I’m trying to reproduce the Wide residual network 28-2 for a semi supervised learning article I’m creating. But I’m having trouble using the Batch_norm.

I keep getting this error:
File “C:\Anaconda3\lib\site-packages\torch\nn\functional.py”, line 1708, in batch_norm
training, momentum, eps, torch.backends.cudnn.enabled
RuntimeError: the derivative for ‘running_mean’ is not implemented

Currently I’m using it like this:
F.batch_norm(z,weight=bnW0,bias=bnB0,running_mean=bnM0,running_var=bnV0,training=training)

where weight,bias,running_mean, and running_var all have been instatiated as:
nn.Parameter((torch.rand(16) - 0.5) * 1e-1)

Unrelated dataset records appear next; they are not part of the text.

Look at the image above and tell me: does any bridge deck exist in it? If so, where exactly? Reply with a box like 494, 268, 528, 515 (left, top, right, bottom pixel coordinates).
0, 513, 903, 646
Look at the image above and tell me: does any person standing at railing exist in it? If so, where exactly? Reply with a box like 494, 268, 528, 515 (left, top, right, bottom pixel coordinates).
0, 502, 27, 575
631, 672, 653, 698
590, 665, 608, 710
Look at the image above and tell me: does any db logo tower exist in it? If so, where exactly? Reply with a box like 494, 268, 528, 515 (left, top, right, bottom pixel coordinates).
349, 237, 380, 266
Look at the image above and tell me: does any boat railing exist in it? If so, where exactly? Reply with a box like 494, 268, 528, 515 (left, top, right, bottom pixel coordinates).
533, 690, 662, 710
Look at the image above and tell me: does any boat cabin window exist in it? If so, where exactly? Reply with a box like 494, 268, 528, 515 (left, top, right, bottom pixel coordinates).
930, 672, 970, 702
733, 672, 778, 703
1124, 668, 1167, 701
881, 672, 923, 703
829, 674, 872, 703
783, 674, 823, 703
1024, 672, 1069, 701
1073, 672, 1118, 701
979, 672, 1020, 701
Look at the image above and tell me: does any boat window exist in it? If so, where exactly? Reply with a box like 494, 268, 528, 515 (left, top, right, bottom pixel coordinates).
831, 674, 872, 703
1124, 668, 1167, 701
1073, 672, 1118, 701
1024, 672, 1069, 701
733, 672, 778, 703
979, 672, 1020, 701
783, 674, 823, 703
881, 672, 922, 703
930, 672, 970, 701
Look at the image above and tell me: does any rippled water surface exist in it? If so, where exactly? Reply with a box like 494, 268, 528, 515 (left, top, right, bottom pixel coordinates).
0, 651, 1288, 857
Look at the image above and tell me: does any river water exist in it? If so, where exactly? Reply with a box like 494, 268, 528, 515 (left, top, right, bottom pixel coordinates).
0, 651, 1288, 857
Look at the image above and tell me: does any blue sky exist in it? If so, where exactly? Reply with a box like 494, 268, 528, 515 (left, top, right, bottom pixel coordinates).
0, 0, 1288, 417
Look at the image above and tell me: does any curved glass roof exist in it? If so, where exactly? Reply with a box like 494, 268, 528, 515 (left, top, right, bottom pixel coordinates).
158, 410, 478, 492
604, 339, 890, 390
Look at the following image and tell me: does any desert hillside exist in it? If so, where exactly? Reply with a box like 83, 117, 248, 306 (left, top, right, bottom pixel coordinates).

Is batch_norm currently not working in training mode, or am I just doing something wrong here?

Hi tueboesen,
The running_mean and running_var should be registered as buffers and not parameters. The update to these tensors happens inside the function call. And gradients are not available. Hence, the error.

3 Likes

Okay thank you for clarifying.

If there is no plan of implementing that at some point I would say that the error should probably be changed to be more informative, because right now it just sounds like batch_norm isn’t working.